The Unicode Byte Order Mark (BOM) is used to specify whether code units are big
endian or little endian. That is, whether the most significant or least
significant bytes come first. UTF-8 does not require a BOM because byte ordering
does not matter when characters are a single byte. Since UTF-8 is the dominant
encoding of the web, we make "never"
the default option.
Rule Details
If the "always"
option is used, this rule requires that files always begin
with the Unicode BOM character U+FEFF. If "never"
is used, files must never
begin with U+FEFF.
Options
This rule has a string option:
"always"
files must begin with the Unicode BOM"never"
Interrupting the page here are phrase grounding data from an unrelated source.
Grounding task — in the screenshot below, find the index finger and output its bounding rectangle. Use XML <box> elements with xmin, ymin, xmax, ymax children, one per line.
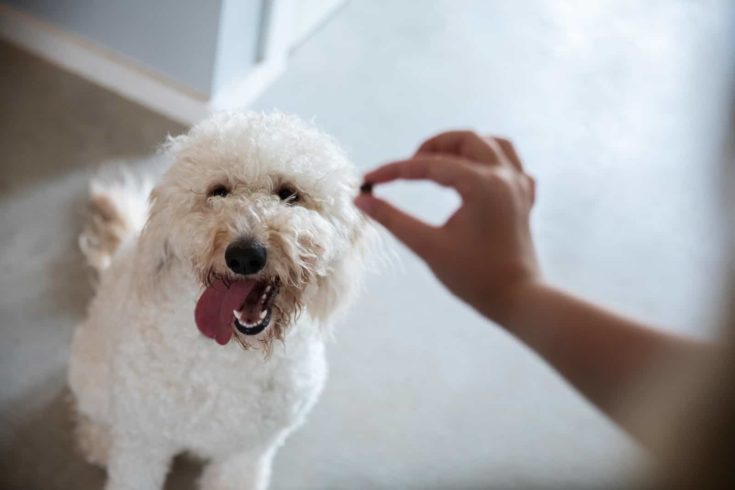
<box><xmin>362</xmin><ymin>156</ymin><xmax>479</xmax><ymax>197</ymax></box>
<box><xmin>414</xmin><ymin>130</ymin><xmax>499</xmax><ymax>165</ymax></box>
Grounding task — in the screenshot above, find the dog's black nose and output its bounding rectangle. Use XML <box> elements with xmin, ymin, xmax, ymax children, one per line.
<box><xmin>225</xmin><ymin>239</ymin><xmax>267</xmax><ymax>276</ymax></box>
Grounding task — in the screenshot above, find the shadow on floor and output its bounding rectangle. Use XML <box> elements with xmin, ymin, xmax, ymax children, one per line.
<box><xmin>0</xmin><ymin>377</ymin><xmax>203</xmax><ymax>490</ymax></box>
<box><xmin>0</xmin><ymin>378</ymin><xmax>105</xmax><ymax>490</ymax></box>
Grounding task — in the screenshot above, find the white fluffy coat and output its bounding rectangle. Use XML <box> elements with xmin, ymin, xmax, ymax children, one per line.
<box><xmin>68</xmin><ymin>112</ymin><xmax>374</xmax><ymax>490</ymax></box>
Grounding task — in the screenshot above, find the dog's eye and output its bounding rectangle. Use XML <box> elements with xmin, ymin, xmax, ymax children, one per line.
<box><xmin>208</xmin><ymin>185</ymin><xmax>230</xmax><ymax>198</ymax></box>
<box><xmin>276</xmin><ymin>185</ymin><xmax>299</xmax><ymax>204</ymax></box>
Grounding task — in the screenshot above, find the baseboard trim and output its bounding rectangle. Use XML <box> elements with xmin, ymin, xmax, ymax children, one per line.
<box><xmin>0</xmin><ymin>5</ymin><xmax>286</xmax><ymax>125</ymax></box>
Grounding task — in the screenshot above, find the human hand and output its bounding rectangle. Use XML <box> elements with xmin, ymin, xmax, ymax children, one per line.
<box><xmin>354</xmin><ymin>131</ymin><xmax>539</xmax><ymax>322</ymax></box>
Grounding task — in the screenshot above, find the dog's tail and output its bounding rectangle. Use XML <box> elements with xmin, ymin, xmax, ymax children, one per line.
<box><xmin>79</xmin><ymin>167</ymin><xmax>152</xmax><ymax>276</ymax></box>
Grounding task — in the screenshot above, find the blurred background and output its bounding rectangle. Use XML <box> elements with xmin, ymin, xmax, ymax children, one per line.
<box><xmin>1</xmin><ymin>0</ymin><xmax>734</xmax><ymax>488</ymax></box>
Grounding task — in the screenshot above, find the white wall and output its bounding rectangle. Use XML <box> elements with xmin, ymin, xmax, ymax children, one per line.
<box><xmin>4</xmin><ymin>0</ymin><xmax>263</xmax><ymax>96</ymax></box>
<box><xmin>0</xmin><ymin>0</ymin><xmax>347</xmax><ymax>122</ymax></box>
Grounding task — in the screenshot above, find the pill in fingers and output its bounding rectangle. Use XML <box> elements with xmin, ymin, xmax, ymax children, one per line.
<box><xmin>359</xmin><ymin>182</ymin><xmax>374</xmax><ymax>194</ymax></box>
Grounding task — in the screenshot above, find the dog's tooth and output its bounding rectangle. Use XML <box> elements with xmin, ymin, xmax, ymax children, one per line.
<box><xmin>259</xmin><ymin>309</ymin><xmax>267</xmax><ymax>320</ymax></box>
<box><xmin>233</xmin><ymin>309</ymin><xmax>242</xmax><ymax>321</ymax></box>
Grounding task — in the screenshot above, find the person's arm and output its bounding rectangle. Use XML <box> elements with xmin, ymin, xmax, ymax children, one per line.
<box><xmin>355</xmin><ymin>131</ymin><xmax>709</xmax><ymax>441</ymax></box>
<box><xmin>497</xmin><ymin>280</ymin><xmax>705</xmax><ymax>417</ymax></box>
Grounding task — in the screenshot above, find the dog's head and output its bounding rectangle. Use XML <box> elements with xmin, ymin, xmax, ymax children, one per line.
<box><xmin>138</xmin><ymin>112</ymin><xmax>375</xmax><ymax>349</ymax></box>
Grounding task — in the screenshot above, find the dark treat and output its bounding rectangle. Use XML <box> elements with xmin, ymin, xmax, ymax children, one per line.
<box><xmin>360</xmin><ymin>182</ymin><xmax>373</xmax><ymax>194</ymax></box>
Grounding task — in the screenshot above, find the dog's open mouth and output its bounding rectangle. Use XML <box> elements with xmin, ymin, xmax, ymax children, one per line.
<box><xmin>194</xmin><ymin>278</ymin><xmax>280</xmax><ymax>345</ymax></box>
<box><xmin>233</xmin><ymin>280</ymin><xmax>279</xmax><ymax>336</ymax></box>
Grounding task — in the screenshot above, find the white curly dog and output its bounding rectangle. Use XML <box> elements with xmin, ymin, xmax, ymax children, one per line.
<box><xmin>69</xmin><ymin>112</ymin><xmax>375</xmax><ymax>490</ymax></box>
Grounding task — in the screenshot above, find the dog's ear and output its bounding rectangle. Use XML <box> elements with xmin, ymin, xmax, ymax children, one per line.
<box><xmin>308</xmin><ymin>214</ymin><xmax>382</xmax><ymax>324</ymax></box>
<box><xmin>134</xmin><ymin>185</ymin><xmax>177</xmax><ymax>292</ymax></box>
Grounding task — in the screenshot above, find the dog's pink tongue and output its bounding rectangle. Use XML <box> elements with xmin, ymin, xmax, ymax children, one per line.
<box><xmin>194</xmin><ymin>280</ymin><xmax>256</xmax><ymax>345</ymax></box>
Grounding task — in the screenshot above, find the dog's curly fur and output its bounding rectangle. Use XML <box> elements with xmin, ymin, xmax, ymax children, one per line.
<box><xmin>68</xmin><ymin>112</ymin><xmax>376</xmax><ymax>490</ymax></box>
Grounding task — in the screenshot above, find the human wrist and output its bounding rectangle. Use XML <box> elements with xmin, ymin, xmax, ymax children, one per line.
<box><xmin>478</xmin><ymin>273</ymin><xmax>544</xmax><ymax>329</ymax></box>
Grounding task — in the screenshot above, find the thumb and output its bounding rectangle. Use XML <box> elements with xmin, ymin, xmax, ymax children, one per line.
<box><xmin>354</xmin><ymin>194</ymin><xmax>436</xmax><ymax>258</ymax></box>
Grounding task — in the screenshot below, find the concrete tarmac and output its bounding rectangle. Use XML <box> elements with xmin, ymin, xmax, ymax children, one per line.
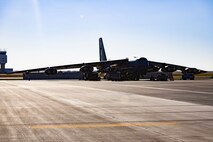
<box><xmin>0</xmin><ymin>80</ymin><xmax>213</xmax><ymax>142</ymax></box>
(default) files must not begin with the Unicode BOM
always
Example of correct code for this rule with the "always"
option:
/*eslint unicode-bom: "error"*/
U+FEFF
var abc;
Example of incorrect code for this rule with the "always"
option:
/*eslint unicode-bom: "error"*/
var abc;
never
Example of correct code for this rule with the default "never"
option:
/*eslint unicode-bom: ["error", "never"]*/
var abc;
Example of incorrect code for this rule with the "never"
option:
/*eslint unicode-bom: ["error", "never"]*/
U+FEFF
var abc;
When Not To Use It
If you use some UTF-16 or UTF-32 files and you want to allow a file to optionally begin with a Unicode BOM, you should turn this rule off.
Version
This rule was introduced in ESLint 2.11.0.